Presently, with this single image in her mind, Deborah found herself outside her room, and creeping, in her white garment, with naked feet, down, down the stairs, past Sir Charles's door, through the deserted, moonlit living-rooms, with their misplaced furniture and the scattered articles of a day waiting for dawn and Lilith to be put straight. She passed across the sitting-room, down the east passage, and, finally, in at the doorway of Madam Trevor's dressing-room. Once inside Deborah halted. Madam Trevor's garments lay, neatly folded, upon a chair. The door to the bedchamber beyond was half closed. From within came the light sound of regular breathing. Deborah smiled, and turned to the great black chest of drawers beside the window. Here also the moonlight illumined her way. She opened the top drawer noiselessly. Within, on a bed of lavender, lay the two morocco cases for which she had come. She took them up, left the drawer open, and glided quietly away again.

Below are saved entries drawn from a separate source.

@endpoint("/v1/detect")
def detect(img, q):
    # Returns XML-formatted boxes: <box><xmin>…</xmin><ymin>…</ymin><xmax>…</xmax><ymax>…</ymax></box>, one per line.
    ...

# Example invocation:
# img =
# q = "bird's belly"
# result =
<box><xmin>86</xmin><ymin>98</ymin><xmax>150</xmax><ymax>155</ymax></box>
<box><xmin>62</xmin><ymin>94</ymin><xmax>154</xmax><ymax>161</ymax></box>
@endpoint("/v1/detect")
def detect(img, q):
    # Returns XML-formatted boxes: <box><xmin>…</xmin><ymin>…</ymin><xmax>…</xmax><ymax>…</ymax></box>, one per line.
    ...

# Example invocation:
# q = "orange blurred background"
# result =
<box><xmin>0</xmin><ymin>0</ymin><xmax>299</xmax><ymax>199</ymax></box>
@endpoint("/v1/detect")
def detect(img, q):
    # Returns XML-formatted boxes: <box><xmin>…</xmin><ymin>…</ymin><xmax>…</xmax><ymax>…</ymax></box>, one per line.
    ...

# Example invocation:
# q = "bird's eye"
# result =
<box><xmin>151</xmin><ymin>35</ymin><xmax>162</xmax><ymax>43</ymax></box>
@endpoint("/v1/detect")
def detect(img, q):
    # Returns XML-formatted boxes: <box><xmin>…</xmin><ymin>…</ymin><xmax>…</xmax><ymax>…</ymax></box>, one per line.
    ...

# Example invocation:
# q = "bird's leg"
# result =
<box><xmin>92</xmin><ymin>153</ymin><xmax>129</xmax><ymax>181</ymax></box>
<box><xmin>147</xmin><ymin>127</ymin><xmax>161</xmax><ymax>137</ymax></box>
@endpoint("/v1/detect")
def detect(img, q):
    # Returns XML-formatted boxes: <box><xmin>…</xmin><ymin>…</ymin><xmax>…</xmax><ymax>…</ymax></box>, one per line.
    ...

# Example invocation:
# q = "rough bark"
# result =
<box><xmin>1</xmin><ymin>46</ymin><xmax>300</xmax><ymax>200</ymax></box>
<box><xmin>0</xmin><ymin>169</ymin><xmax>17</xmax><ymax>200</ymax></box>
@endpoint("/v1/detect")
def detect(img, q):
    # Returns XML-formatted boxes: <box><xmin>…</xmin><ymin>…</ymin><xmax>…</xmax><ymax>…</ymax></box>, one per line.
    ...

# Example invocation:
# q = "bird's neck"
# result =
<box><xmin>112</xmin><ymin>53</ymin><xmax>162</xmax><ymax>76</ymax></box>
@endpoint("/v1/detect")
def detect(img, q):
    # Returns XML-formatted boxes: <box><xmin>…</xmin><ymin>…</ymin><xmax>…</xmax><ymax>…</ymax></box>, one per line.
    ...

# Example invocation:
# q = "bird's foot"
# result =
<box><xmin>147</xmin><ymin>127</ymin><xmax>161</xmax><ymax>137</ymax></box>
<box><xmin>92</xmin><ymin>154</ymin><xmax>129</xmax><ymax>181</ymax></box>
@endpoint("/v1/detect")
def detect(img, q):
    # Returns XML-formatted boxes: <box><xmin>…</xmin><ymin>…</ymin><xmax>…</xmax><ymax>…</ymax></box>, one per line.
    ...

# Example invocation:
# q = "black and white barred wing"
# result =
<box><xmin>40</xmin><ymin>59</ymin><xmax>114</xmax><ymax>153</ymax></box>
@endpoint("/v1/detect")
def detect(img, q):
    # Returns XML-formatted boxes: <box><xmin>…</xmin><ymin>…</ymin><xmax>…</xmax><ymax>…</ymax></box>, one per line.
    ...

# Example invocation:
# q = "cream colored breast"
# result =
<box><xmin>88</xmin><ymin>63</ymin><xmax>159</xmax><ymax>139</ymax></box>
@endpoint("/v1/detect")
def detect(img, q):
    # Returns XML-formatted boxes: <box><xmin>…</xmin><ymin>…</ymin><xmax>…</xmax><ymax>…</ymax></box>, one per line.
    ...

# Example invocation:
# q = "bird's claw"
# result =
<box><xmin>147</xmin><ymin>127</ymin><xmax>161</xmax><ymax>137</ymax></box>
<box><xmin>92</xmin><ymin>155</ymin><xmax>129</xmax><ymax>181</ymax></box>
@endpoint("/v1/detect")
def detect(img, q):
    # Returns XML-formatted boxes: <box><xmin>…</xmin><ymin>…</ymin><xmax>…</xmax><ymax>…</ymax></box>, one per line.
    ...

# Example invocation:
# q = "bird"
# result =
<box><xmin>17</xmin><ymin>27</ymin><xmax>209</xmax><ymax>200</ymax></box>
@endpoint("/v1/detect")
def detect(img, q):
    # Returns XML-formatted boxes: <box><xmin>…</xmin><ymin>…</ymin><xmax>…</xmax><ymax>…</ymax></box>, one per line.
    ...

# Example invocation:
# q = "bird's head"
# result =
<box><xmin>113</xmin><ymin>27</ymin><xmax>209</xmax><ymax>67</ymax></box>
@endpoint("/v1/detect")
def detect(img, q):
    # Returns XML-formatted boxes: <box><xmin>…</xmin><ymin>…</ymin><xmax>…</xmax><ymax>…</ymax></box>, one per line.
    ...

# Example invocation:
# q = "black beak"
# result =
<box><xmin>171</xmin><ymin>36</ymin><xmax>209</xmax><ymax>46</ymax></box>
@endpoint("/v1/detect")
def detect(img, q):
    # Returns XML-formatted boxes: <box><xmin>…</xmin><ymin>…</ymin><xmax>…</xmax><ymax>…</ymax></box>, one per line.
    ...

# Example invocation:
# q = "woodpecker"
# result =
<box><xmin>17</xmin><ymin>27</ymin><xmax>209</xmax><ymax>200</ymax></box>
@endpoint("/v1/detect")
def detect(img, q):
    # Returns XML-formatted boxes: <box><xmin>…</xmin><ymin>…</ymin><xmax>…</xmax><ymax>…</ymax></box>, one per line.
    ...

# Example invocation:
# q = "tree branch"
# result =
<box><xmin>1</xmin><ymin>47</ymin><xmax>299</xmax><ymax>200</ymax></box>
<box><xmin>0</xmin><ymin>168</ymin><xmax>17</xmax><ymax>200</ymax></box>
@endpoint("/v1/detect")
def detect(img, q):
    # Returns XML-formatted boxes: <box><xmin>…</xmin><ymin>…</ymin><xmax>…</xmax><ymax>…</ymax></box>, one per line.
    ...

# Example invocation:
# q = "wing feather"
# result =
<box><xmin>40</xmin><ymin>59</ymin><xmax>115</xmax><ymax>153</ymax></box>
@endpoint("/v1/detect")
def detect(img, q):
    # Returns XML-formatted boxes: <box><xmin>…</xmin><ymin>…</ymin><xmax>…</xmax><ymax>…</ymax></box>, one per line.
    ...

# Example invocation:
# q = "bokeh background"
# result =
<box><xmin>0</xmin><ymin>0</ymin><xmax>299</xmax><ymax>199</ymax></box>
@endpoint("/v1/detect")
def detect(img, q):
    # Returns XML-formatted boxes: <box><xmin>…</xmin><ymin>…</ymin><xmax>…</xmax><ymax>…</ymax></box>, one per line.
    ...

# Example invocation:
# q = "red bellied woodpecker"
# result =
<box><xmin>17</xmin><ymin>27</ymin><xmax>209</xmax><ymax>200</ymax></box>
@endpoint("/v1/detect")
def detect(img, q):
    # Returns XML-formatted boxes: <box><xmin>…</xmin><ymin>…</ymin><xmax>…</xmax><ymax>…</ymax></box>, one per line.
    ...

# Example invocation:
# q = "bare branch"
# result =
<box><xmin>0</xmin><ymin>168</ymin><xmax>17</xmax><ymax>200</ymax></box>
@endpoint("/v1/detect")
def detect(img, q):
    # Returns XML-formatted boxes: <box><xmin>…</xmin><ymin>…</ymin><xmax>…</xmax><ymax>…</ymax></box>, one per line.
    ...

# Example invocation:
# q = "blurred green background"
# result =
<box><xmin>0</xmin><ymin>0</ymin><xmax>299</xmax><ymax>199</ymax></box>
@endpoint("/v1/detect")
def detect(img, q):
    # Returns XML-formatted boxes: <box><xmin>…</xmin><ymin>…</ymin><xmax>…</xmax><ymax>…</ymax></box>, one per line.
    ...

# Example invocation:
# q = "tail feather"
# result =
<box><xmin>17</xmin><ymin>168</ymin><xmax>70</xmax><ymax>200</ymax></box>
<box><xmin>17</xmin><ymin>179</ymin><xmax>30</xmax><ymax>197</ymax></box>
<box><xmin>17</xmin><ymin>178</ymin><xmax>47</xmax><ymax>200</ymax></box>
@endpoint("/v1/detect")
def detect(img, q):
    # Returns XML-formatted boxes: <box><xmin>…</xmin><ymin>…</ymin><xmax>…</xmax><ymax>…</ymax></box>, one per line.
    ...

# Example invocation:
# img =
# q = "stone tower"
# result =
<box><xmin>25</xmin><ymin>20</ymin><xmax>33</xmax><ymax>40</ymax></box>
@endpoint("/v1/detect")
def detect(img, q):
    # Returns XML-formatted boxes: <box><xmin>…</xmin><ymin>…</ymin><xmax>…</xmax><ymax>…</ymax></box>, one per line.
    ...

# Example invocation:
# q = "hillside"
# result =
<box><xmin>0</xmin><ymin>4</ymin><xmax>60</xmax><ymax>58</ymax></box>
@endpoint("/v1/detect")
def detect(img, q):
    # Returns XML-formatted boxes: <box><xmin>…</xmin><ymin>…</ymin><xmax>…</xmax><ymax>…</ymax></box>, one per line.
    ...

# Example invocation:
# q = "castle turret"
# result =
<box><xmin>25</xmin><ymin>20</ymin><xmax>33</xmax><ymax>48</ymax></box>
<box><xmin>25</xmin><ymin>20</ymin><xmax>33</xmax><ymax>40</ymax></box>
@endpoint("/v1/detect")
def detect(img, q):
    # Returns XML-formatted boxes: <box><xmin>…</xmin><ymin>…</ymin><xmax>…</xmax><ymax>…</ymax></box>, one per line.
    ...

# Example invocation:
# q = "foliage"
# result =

Once more in her own room the girl opened the cases and placed them on her dressing-table, their priceless contents all unveiled. Then she went to her own chest of drawers, and took from one of them the dress that she was to wear two nights later at the Governor's ball, a petticoat of stiff, white satin, and an overdress of China crepe, of the color of apple-blossoms, a thing that clung lovingly to her lithe figure, and vied in softness of tone with her neck and arms. These things she put on, with rapid, careless precision; and then, her fingers grown a little colder, she lifted the pearl necklace from its satin bed and clasped it about her warm throat. Afterwards she sat down on a low chair before the dressing-table, with its dim mirror, and took the tiara from the other box, placing it over her rebellious, silky curls.

"Ah, Claude, Claude, how was it, that thy cousin looked?" she murmured indistinctly, with a vague smile at her thought.

The dreamy, languorous eyes that knew not all they beheld, gazed at the reflected image of her face. How beautifully the young head in its coronet was poised upon the pearl-wreathed neck! Was it a new Deborah sprung to life here, in this August midnight? Was it only a momentary madness that should not be told, this carrying out of a dim vision? What was it that Deborah murmured to her mirror? What did she say to the shadowy throngs of courtiers that pressed about her chair? Was ever la Châteauroux more regal, more gracious? Were ever Comtesse de Mailly, and poor little Pauline Félicité, Marie Anne's predecessors, more gay, more delicately glowing, than this other, of alien race?

From the heap of her finery Deborah sought out a painted fan, and, with this finishing touch of coquetry, she began walking up and down her tiny room, pausing now and then at the window, for the night would not be disregarded, waving the fan with an air inimitable and unacquired, seeing herself thus in the Orangerie of Versailles, or on one of the Paris boulevards as crowded with fashion and gallantry upon a Sunday afternoon. After a little she grew tired, and her mind dropped its imaginings. She seated herself beside the window, and, unclasping the necklace, took it off and held the jewels up in the moonlight, pressing their soft smoothness to her cheek, where the pendant drops hung like falling tears.